When state legislators break out their pens to redraw districts for the Legislature and Congress, it will be about the coloring between the lines.
At least that is what experts say is a likely scenario as a predominately Republican
Legislature begins considering data from the 2010 census for a process that will transform the state’s political districts and apportion its representation in Washington, D.C.
Michigan lost upward of 54,000 residents between 2000-10, census data shows, meaning state legislators this year will be tasked with reconfiguring state district lines to account for the change, said Douglas Roberts, director of MSU’s Institute for Public Policy and Social Research, or IPPSR.
“It is an item of huge interest in terms of what’s going to happen, in terms of the new lines,” Roberts said.
But much more is at stake than merely lines drawn on a map, Roberts said.
The population loss cost Michigan a seat in the U.S. House, paring the number of representatives down to 14. That means Michigan’s political clout in D.C. is on the way down. But the concerns don’t end there, as census data is used to decide the distribution of federal dollars for state programs and projects.
And, because Republicans hold the governor’s office and both chambers of the state Legislature, the outcome of redrawing the lines likely is tipped in that party’s favor, said Bernie Porn, president of Lansing-based polling firm EPIC-MRA.
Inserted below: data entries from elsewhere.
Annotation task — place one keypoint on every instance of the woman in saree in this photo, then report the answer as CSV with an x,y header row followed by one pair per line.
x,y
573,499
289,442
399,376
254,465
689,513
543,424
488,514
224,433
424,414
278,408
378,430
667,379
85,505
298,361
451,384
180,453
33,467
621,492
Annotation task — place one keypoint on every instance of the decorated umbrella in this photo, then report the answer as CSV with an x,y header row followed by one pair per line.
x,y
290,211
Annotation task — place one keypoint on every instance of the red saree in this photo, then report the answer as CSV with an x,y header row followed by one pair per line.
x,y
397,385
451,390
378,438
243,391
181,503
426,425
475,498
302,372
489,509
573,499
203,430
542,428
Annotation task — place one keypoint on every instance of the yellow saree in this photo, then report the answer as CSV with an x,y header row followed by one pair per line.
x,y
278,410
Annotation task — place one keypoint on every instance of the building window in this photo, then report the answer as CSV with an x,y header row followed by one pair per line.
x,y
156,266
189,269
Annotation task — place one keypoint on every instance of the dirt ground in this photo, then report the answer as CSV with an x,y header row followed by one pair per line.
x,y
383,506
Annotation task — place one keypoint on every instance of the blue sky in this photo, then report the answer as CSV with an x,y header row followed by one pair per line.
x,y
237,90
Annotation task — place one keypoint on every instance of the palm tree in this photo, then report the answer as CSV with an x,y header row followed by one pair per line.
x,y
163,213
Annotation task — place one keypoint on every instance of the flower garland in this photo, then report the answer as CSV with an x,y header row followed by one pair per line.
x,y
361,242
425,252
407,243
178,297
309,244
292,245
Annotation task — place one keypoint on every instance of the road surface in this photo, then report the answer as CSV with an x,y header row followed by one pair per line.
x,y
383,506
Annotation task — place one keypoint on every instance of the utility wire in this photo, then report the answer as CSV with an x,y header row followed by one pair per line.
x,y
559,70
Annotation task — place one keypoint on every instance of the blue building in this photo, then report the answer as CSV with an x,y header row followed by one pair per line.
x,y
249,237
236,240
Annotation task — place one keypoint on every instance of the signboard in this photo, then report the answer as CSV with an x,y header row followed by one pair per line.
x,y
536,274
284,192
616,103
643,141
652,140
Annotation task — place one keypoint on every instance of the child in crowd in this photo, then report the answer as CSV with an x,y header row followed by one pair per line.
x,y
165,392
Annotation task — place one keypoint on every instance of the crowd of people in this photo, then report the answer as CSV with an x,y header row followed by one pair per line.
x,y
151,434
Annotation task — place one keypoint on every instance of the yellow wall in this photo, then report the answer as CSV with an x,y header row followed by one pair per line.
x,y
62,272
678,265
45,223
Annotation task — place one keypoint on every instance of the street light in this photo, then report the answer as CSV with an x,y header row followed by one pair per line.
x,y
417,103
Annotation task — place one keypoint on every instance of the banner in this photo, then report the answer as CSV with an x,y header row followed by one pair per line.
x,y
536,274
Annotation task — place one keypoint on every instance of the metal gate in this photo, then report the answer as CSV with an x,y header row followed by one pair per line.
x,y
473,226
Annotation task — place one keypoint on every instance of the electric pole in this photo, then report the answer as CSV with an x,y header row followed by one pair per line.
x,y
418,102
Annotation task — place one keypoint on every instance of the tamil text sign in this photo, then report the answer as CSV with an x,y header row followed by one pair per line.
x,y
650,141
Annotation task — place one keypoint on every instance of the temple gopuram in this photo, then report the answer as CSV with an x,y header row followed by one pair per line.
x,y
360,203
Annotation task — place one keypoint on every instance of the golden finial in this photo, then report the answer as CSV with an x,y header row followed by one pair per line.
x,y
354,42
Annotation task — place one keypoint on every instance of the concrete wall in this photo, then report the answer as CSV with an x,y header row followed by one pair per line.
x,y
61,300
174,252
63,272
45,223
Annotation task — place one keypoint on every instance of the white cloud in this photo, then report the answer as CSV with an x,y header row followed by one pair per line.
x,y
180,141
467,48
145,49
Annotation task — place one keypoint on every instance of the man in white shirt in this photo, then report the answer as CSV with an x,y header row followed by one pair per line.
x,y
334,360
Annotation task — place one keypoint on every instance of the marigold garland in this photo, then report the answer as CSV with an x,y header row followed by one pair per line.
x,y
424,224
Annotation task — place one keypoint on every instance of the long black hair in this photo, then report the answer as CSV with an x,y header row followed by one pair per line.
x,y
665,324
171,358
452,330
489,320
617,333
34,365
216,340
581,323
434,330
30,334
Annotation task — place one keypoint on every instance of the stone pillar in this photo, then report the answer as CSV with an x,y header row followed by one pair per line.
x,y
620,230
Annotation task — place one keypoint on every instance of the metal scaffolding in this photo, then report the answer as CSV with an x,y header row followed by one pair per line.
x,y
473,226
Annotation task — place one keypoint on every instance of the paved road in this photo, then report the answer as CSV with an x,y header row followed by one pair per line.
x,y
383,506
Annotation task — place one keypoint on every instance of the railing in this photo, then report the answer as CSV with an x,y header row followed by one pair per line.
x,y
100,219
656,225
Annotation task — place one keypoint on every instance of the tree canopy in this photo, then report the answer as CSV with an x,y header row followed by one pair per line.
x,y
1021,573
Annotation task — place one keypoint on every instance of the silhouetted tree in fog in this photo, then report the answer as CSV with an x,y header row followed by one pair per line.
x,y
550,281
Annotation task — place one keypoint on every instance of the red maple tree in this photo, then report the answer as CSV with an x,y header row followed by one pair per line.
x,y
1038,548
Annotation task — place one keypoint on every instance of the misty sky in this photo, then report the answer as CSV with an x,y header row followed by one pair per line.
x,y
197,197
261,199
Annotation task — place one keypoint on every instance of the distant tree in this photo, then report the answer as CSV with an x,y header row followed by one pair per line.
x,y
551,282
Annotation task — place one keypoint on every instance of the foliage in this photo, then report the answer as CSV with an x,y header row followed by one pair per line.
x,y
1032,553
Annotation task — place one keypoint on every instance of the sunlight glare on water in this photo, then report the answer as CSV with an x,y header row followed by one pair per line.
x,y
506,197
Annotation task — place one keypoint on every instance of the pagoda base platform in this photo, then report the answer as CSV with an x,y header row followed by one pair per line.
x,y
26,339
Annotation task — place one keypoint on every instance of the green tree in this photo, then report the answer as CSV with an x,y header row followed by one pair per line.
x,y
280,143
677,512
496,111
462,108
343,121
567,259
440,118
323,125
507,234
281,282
“When the Senate and House are Republican controlled, they’re going to control the pen unless they do something that’s in violation of the standards of redrawing the lines, which would enable a court to step in,” Porn said.
Porn, who as a staffer in the 1980s and 1990s state House helped redraw lines in accordance with census data, said the implications of redrawing district lines extend past district lines and can impact, among other things, a state’s electoral college votes.
“It will be a blood sport as you look at taking the census data and deciding how the lines are going to be drawn,” Porn said.
Porn spoke Wednesday at a forum hosted by IPPSR held to discuss the issue of redistricting and apportionment. The presentation was one of four to be held on the matter and touched on which areas of Michigan likely are to be affected most when it comes to redrawing the lines.
Wayne County, which includes Detroit proper, lost nearly 200,000 people between 2000-10, making it a likely target. Based on census data, the forum’s speakers estimated the county could lose as many as two of its 23 state representatives and one of its eight state senators.
On the other hand, areas in Metro Detroit actually might pick up seats in the state House, the presentation said. The Detroit area also will be a likely target for legislators, who probably will merge two of its congressional districts, Porn said.
But Michigan legislators have yet to gather to discuss the impending process.
A staffer for state Rep. Pete Lund, R-Shelby Township, chairman of the House’s Redistricting and Elections Committee, said the committee has yet to meet officially.
But the lack of action so far does not mean legislators are without their opinions on the process.
Ari Adler, spokesman for House Speaker Jase Bolger, R-Marshall, said although legislators have not discussed the matter in detail, the ruling party will work to ensure the best outcome.
“We intend to handle redistricting in a responsible manner, like we are other things,” Adler said.
“It is a process that can take some time, if you want to do it right.”
For its part, the Legislature’s Democrats are aiming for a transparent redistricting process, said Katie Carey, spokeswoman for state Senate Minority Leader Gretchen Whitmer, D-East Lansing.
One way Democrats hope to do this is through meetings across the state and perhaps creating websites to gather input from citizens, Carey said.
“We understand that the temptation is there for Republicans to redraw the districts to protect their incumbents,” she said. “But we think the citizens of Michigan deserve better than that.”